REPUBLIKA.CO.ID, KOLOMBO -- Pada Juni, beberapa lusin aktivis mulai bertemu secara teratur di kamp tenda tepi laut di Kolombo. Mereka selama berjam-jam memikirkan cara menghidupkan kembali gerakan protes yang lesu di Sri Lanka.
Kelompok yang terdiri dari seorang pemimpin Katolik, ahli strategi digital, dan penulis drama populer, berhasil melampaui harapan terliarnya. Dalam beberapa minggu, ratusan ribu orang turun ke Kolombo. Setelah awalnya bentrok dengan polisi, pengunjuk rasa menduduki gedung-gedung utama pemerintah dan tempat tinggal, memaksa Presiden Gotabaya Rajapaksa dan perdana menteri berjanji untuk mundur.
"Saya masih mencoba untuk memprosesnya," kata Chameera Dedduwage yang merupakan ahli strategi digital di sebuah perusahaan periklanan besar dan menjadi bagian dari tim yang membantu mengatur pemberontakan.
"Itu 50 persen perencanaan dan koordinasi, 30 persen lagi kemauan rakyat dan 20 persen keberuntungan," katanya.
Dalam wawancara, para veteran dari pertemuan-pertemuan kecil itu menggambarkan cara mereka menyetujui kampanye multi-cabang. Upayan ini untuk menyuntikkan kehidupan baru ke dalam gerakan yang dikenal luas sebagai "Aragalaya" atau "perjuangan" di Sinhala.
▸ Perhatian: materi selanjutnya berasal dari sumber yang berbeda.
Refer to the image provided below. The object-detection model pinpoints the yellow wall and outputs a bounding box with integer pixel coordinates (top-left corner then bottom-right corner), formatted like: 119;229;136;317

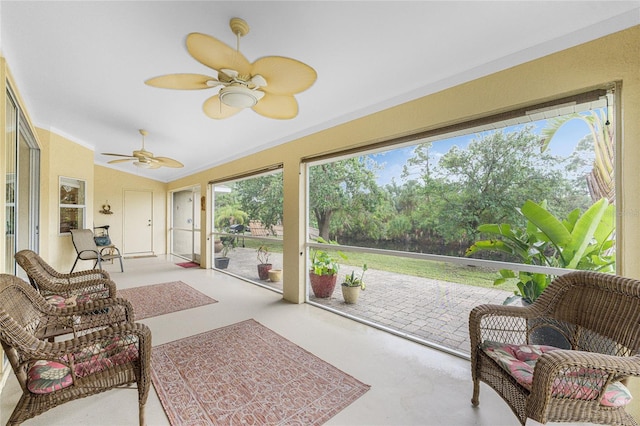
37;128;94;272
169;26;640;303
93;166;167;255
0;26;640;418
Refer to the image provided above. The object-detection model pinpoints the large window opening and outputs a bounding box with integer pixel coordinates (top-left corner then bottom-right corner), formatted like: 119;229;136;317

Gerakan itu dimulai pada Maret, ketika ribuan orang turun ke jalan untuk melampiaskan kemarahan akibat pemadaman listrik yang berkepanjangan dan harga yang melonjak. Kondisi ini menyoroti keluarga Rajapaksa yang telah mendominasi politik negara itu selama 20 tahun terakhir untuk meninggalkan kekuasaan.
Pada 9 Mei, kakak laki-laki Rajapaksa, Mahinda yang menjadi presiden dari 2005-2015 dan saat itu menjabat sebagai perdana menteri akhirnya mengundurkan diri. Pada 9 Juni, adik laki-laki Rajapaksa Basil mengundurkan diri sebagai anggota parlemen.
Atas keberhasilan itu, para aktivis Aragaya menargetkan 9 Juli sebagai hari yang diharapkan untuk menggulingkan presiden sendiri. Sebuah rencana muncul untuk menggabungkan agitasi daring, pertemuan dengan partai politik, serikat buruh, dan kelompok mahasiswa.
Dedduwage menyatakan, Sri Lanka memiliki sekitar lima juta rumah tangga dan delapan juta akun Facebook aktif. Jumlah ini menjadikan penjangkauan secara daring sebagai cara yang sangat efektif untuk menjangkau para demonstran.
"Yang berarti pada dasarnya melalui Facebook, kita praktis dapat menjangkau setiap sudut negara tanpa biaya," kata Dedduwage.
Selain itu, kelompok Aragalaya meminta sukarelawan untuk mengunjungi ribuan rumah di seluruh penjuru Kolombo, termasuk perumahan pemerintah kelas menengah, beberapa warga bisa menempuh dengan berjalan kaki ke lokasi protes utama. Untuk mendatangkan orang-orang dari luar kota, para aktivis mengimbau lebih dari 30 situs "Gota Go Village" yang bermunculan di kota-kota di seluruh negeri.